The other two stories dominate the film, and in fact were compiled into separate movies released in 1919, The Fall of Babylon and The Mother and the Law.
The latter details the actions of meddling upper-class socialites and their impact on two families in a present-day (1916) American city. The Dear One (Mae Marsh) is left in dire poverty following the death of her dominating father (F.A. Turner). She marries The Boy (Robert Harron), a member in a criminal ring led by The Musketeer (Walter Long).
The Boy tries to leave the ring, and is framed by The Musketeer. He is imprisoned. The Dear One gives birth to his child, but the meddling socialites take away her child, who is neglected in a ward. The Boy is released from prison, and finds The Dear One resisting the romantic advances of The Musketeer.
Meanwhile, The Musketeer's wife, The Friendless One (Miriam Cooper), stalks her husband and, through an window, witnesses his infidelity. She shoots him and flees. The Boy is convicted of the murder and sentenced to hang. But can The Dear One's neighbor, The Kindly Policeman (Tom Wilson) convince The Governor (Ralph Lewis) to pardon The Boy in time to stop his execution?
But the audience really came to see The Fall of Babylon. In this story, set in 539 B.C., Persian king Cyrus (George Siegmann) conquers Babylon and its pointy-bearded ruler Belshazzar (Alfred Paget) due to the treachery of a Babylonian priest (Tully Marshall) who is angry at the Babylonian worship of the goddess Ishtar. Also in this story is Amazon-ish warrior The Mountain Girl (Constance Talmadge), her would-be boyfriend (Elmer Clifton), and Belshazzar's devoted wife Princess Beloved (Seena Owen).

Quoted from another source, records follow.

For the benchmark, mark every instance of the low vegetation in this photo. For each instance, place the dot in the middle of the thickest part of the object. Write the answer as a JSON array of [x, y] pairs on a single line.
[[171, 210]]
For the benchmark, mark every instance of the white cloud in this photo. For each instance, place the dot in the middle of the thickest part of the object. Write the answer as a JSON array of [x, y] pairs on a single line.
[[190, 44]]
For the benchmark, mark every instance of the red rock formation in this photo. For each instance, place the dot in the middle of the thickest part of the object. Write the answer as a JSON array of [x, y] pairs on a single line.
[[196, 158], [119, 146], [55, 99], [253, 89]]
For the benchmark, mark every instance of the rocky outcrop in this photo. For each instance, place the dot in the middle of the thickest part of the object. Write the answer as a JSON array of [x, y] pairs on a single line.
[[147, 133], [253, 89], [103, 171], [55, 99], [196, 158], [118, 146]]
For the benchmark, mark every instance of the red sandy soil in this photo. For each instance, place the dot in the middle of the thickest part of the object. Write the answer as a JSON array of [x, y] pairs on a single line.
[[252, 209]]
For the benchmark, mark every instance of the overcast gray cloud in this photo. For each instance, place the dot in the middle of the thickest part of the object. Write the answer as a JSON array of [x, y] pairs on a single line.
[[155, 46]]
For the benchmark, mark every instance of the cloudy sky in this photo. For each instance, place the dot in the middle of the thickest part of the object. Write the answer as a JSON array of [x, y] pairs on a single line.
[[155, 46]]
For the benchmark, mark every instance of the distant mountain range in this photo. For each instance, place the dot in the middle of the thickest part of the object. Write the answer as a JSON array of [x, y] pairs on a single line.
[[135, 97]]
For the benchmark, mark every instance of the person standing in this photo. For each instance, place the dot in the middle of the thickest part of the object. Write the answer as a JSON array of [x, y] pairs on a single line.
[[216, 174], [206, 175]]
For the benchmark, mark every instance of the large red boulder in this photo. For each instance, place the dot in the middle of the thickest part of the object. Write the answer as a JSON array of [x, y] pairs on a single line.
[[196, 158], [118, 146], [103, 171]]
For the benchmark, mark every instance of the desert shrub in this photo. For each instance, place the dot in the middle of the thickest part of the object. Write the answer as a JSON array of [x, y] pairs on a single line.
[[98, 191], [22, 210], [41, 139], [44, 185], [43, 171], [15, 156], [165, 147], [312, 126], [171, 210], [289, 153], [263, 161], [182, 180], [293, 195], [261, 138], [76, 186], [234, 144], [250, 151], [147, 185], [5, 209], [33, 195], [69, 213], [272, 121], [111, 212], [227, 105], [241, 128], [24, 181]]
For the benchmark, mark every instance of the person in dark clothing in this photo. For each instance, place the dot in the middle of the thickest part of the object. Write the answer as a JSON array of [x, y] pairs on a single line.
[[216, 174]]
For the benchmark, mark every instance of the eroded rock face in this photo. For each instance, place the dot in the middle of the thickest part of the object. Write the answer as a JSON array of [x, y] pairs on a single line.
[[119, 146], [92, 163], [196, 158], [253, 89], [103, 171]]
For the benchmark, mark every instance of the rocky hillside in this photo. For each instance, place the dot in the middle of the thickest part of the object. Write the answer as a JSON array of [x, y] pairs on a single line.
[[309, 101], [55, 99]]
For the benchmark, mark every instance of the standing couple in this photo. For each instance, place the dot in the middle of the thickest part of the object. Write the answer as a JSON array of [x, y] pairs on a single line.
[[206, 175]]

How others will see it. While Birth of a Nation was a great financial success, Intolerance was comparably a bust, due to its greater production cost. The sets, costumes, and large cast of extras, particularly for the Babylon story, were responsible. Nonetheless, Griffith went on to make further celebrated movies, especially Hearts of the World, Broken Blossoms, and Orphans of the Storm, all starring Lillian Gish who was also first-billed in Intolerance and Birth of a Nation.
Today, Intolerance ranks among the best known silent films. In 1989, it was added to the National Film Registry. At imdb.com, it has a respectable 13K user votes and a very high user rating of 7.8 out of 10. The ratings vary only among women viewers. Women under 30 grade it 7.2, while women over 45 see it higher at 8.1.
The user reviews praise Griffith's flawed-but-fascinating efforts at recreating the glories and excesses of ancient Babylon, and his attempt to impose a theme (that of intolerance) on the vast panoply of human history.
How I felt about it. The Christ story is so short that it is ineffective relative to the 2004 Mel Gibson version (The Passion of the Christ), or even the silent epic Ben-Hur (1925).
The Huguenot story is hampered by unconvincing scenes of the French court. Much is made of Henry III's effeminate personality, and his mother is reminiscent of the Queen of Hearts from "Alice's Adventures in Wonderland." Though much less amusing.
But the depicted mass murder of a religious minority community is horrifying, and much more effective. It presages the murder of French Jews by Nazi occupiers a quarter-century later.
The modern-day 1916 is unbelievable throughout, from the childlike innocence of The Dear One, the framing of The Boy, the sniper-like activities of The Friendless One, up to the last-moment stay of execution. We also wonder about The Friendless One's confession. Apparently, she will not be prosecuted for gunning down her husband and letting The Boy take the fall, while The Boy was to be hanged for the same crime.
More entertaining is the Fall of Babylon, with its collosal sets, crazed extra scenes, and comely tomboy Mountain Girl. The characters and events also lack credibility, but it must be admitted that Griffith puts on a good show.